Out of Sight, Out of Mind – Whitewashing the Confederacy

by Oletta Branstiter

“New Orleans Begins Removing Confederate Monuments, Under Police Guard”

This. This is why bibliophiles and history buffs collect books. Because history can and is being rewritten.

While statues and other artifacts are disappearing, hidden away from the overly-sensitive eyes of the squeamish, all Americans should lament the blatant moves of revisionists to whitewash the Confederacy.

Why do some want to cleanse our history of the dramatic evidence of our Confederate era? Have we become like other tyrannical nations that humiliate the losers of their civil wars by destroying all vestiges of opposition?

First, they came for the Confederate flag. Could the U.S. flag be next? There are efforts to disparage the display of our Stars and Stripes, based on perceived interpretations.

Ironically, the very efforts to conceal and deny the historical narratives of those who rose up in defiance of our Federalist government may counteract the nefarious intentions of the Progressive movement.

Typically, repression of Truth eventually foments a volcanic effect, which we witnessed in the Nationalist movement that elected Donald Trump.

Suppressing our nation’s Confederate history is a regrettable mistake for Conservative reasons, as well.

  1. By removing and secreting away the monuments and other artifacts of the Civil War, the honorable, sacrificial lives of Southern rebels are intentionally devalued.
  2. Spontaneous opportunities to engage in meaningful dialogue about this historical period are lost.
  3. Perhaps most ironically, the elimination of evidence opposing Federalism weakens the arguments in its favor.

The Confederacy waged a literal war against our Federacy. By choosing to break away from the Constitution, the South was rebelling against the United States as a whole.

By denying the antithesis of our Federalism, we lose the lesson made best by contrast.

For this reason, among many others, memorabilia from the Civil War should be preserved and honored. Historical evidence gives us the valuable opportunity to ask, “What might have been?”

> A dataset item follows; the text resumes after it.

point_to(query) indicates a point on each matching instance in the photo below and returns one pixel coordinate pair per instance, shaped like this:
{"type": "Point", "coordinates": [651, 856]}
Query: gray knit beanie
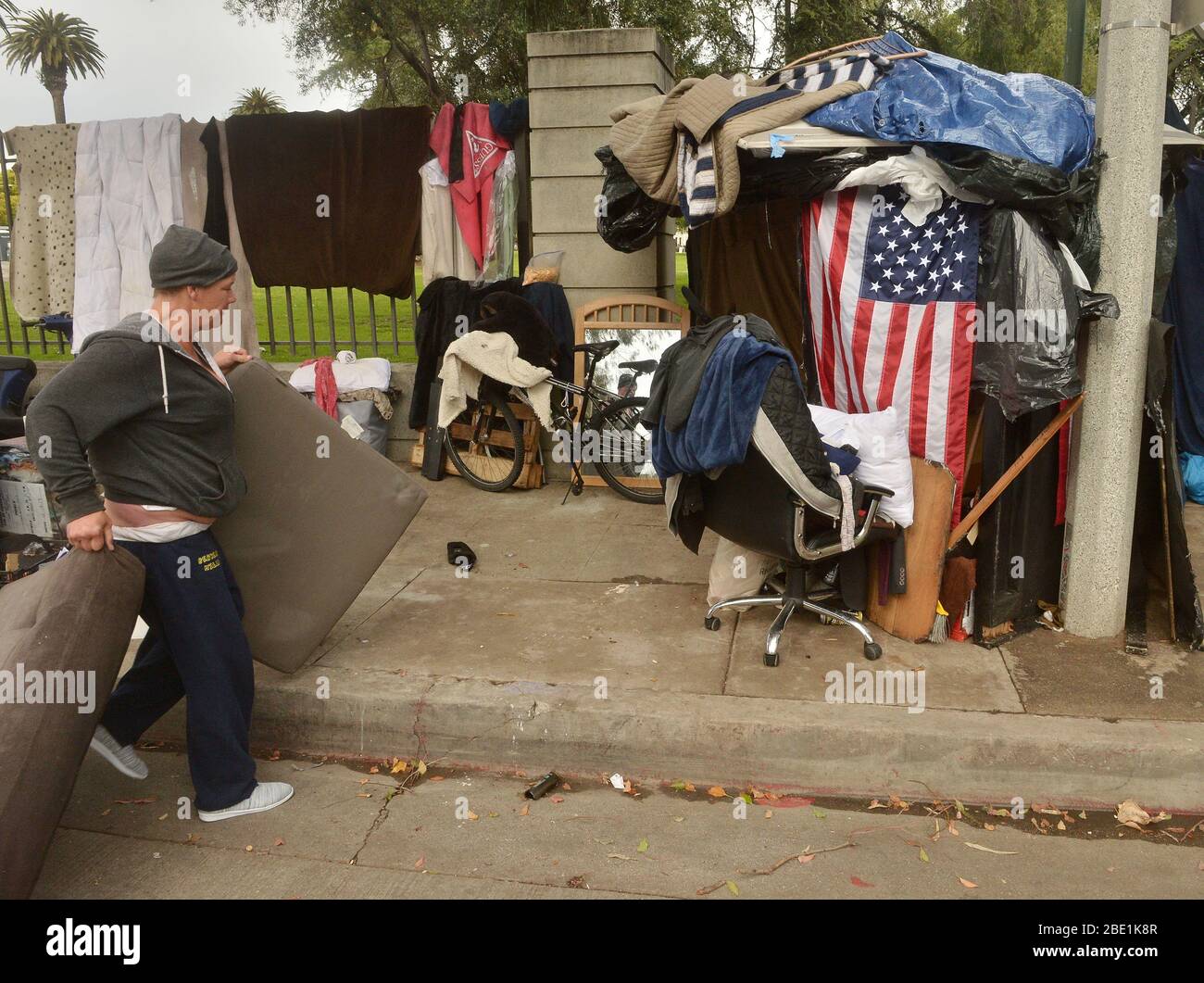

What if the Northern Union had lost the war? What if the abhorrent practice of slavery had been protected and even extended throughout more of our states?

Besides contributing to essential history lessons on the Civil War, these artifacts expand the opportunity to face the failures of the subsequent Reconstruction Era.

For example, the Compromise of 1877 set Civil Rights back a century because Southern Democrats could not and would not abandon their confederate sentiments.

According to History.com:

“allies of the Republican Party candidate Rutherford Hayes met in secret with moderate southern Democrats in order to negotiate acceptance of Hayes’ election. The Democrats agreed not to block Hayes’ victory on the condition that Republicans withdraw all federal troops from the South, thus consolidating Democratic control over the region. As a result of the so-called Compromise of 1877…Florida, Louisiana and South Carolina became Democratic once again, officially marking the end of the Reconstruction era.”

This was yet another example of the propensity of Republicans to compromise away any and all successes. This short-sighted concession resulted in the unbridled proliferation of retaliatory southern legislation to oppress newly-freed slaves and African-Americans until well into the middle of the 20th century!

Not unlike the purpose of Holocaust memorials, even the very worst historical artifacts MUST be preserved and readily accessed to prevent similar mistakes in the future. Our own failures must be memorialized as we vow to “never forget” them.